If I were to describe a wine as boasting a nose with hints of geosmin (damp earth), phenyl ethyl alcohol (rosy scent), some methylthiobutryate (feces), and a lingering waft of androstenone (truffle) in the finish, you would rightly think that I was full of said methylthiobutryate.
Lucky for us, Avery Gilbert isn’t. And his book What the Nose Knows: The Science of Scent in Everyday Life is a truly delightful and enlightening book. One we recommend to anyone in a sommelier course.
What the Nose Knows is full of surprising facts – historical, scientific, literary, and otherwise. Where else could one learn that butyric acid produces the odor of smelly feet, that the perfume atomizer eventually led to the scratch ‘n’ sniff which led to the two-year era of Smell-O-Vision that eventually led to John Water’s Polyester; and that Proust, for all those who would put him at the forefront of the neurosciences, described not one smell in his tome Remembrance of Things Past.
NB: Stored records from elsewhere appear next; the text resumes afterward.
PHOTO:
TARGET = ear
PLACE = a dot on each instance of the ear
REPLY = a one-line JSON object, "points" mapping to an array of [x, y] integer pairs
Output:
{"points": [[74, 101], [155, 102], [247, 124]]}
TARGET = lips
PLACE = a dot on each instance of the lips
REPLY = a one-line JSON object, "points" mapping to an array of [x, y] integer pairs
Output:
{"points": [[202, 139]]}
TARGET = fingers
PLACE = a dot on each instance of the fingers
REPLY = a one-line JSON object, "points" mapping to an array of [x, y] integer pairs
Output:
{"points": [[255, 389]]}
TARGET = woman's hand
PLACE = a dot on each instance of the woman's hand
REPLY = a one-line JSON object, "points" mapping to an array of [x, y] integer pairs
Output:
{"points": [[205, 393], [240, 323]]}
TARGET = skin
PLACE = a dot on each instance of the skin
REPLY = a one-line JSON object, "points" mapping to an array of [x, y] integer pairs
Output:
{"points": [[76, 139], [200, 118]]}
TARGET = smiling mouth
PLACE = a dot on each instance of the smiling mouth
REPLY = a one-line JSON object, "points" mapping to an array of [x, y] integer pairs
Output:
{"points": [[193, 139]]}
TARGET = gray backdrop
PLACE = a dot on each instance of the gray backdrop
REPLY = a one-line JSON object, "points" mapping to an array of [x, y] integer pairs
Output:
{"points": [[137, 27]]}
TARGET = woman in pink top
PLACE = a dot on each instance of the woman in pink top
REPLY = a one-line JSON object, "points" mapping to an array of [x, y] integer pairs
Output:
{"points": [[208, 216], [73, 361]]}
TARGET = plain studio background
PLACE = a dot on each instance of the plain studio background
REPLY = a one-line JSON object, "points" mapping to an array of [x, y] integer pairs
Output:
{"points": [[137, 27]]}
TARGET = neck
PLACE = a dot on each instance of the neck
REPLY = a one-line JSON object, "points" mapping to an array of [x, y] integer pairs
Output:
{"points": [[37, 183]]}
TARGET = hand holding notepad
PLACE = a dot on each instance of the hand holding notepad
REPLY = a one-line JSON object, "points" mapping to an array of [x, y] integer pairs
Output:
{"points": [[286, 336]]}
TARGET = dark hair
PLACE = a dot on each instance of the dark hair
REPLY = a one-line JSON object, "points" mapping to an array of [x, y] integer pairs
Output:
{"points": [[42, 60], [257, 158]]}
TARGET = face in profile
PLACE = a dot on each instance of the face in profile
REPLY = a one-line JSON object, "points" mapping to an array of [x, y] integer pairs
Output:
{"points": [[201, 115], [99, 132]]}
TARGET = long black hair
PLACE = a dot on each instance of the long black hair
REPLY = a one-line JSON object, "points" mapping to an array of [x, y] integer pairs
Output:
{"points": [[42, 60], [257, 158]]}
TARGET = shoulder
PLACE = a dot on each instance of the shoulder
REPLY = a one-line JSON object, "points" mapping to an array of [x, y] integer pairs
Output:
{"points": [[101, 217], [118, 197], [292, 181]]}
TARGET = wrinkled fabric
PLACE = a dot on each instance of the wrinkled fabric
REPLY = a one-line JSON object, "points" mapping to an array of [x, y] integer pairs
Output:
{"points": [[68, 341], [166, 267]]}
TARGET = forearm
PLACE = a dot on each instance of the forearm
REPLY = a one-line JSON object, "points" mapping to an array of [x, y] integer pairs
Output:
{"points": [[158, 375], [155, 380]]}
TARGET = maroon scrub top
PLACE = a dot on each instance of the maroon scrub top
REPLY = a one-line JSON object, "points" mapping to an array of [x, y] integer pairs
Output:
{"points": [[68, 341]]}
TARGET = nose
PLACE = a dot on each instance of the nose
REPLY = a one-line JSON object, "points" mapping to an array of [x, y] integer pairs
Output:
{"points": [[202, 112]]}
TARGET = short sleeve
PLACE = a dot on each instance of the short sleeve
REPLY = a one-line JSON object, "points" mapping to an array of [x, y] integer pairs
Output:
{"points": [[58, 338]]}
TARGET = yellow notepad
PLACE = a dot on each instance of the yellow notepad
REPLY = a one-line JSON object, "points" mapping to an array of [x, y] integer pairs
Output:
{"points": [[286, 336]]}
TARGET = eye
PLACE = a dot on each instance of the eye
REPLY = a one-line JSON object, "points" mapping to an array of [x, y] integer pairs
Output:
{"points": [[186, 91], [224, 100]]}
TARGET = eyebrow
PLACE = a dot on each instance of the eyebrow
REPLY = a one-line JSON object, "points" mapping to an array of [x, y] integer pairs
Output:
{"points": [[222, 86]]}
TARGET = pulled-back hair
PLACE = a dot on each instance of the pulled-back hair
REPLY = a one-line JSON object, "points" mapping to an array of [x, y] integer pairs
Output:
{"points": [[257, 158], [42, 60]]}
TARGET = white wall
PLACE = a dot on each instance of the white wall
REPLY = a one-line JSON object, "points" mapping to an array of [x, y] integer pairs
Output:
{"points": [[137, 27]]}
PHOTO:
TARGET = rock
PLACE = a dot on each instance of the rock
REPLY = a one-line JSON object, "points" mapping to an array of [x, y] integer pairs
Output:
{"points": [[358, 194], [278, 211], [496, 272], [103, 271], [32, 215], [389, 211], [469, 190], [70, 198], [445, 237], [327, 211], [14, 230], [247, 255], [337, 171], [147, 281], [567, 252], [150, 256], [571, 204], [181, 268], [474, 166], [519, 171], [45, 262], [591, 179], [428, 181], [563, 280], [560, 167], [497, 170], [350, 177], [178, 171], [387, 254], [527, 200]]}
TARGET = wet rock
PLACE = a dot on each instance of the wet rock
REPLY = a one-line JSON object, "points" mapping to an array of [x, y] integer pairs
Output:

In considering smellscapes, Gilbert brilliantly touches upon the emotional, thus exploring how odors affect a person’s well-being. And how those said emotions are intensely studied so that a marketplace – whose survival thrives on the comforts of its consumer base – can utilize scent in ways both expected and surprising. If not a little eerie.
Gilbert’s pursuit of olfaction is science writing at its best as it does not read “sciencey,” and Gilbert, for all his seeming modesty, does a lot more than his simple assertion of “taking a fresh look at odor perception and how it plays out in popular culture” allows. This true connoisseur of the senses has written a book rich in curiosity that is as beguiling as educating. No methylthiobutryate.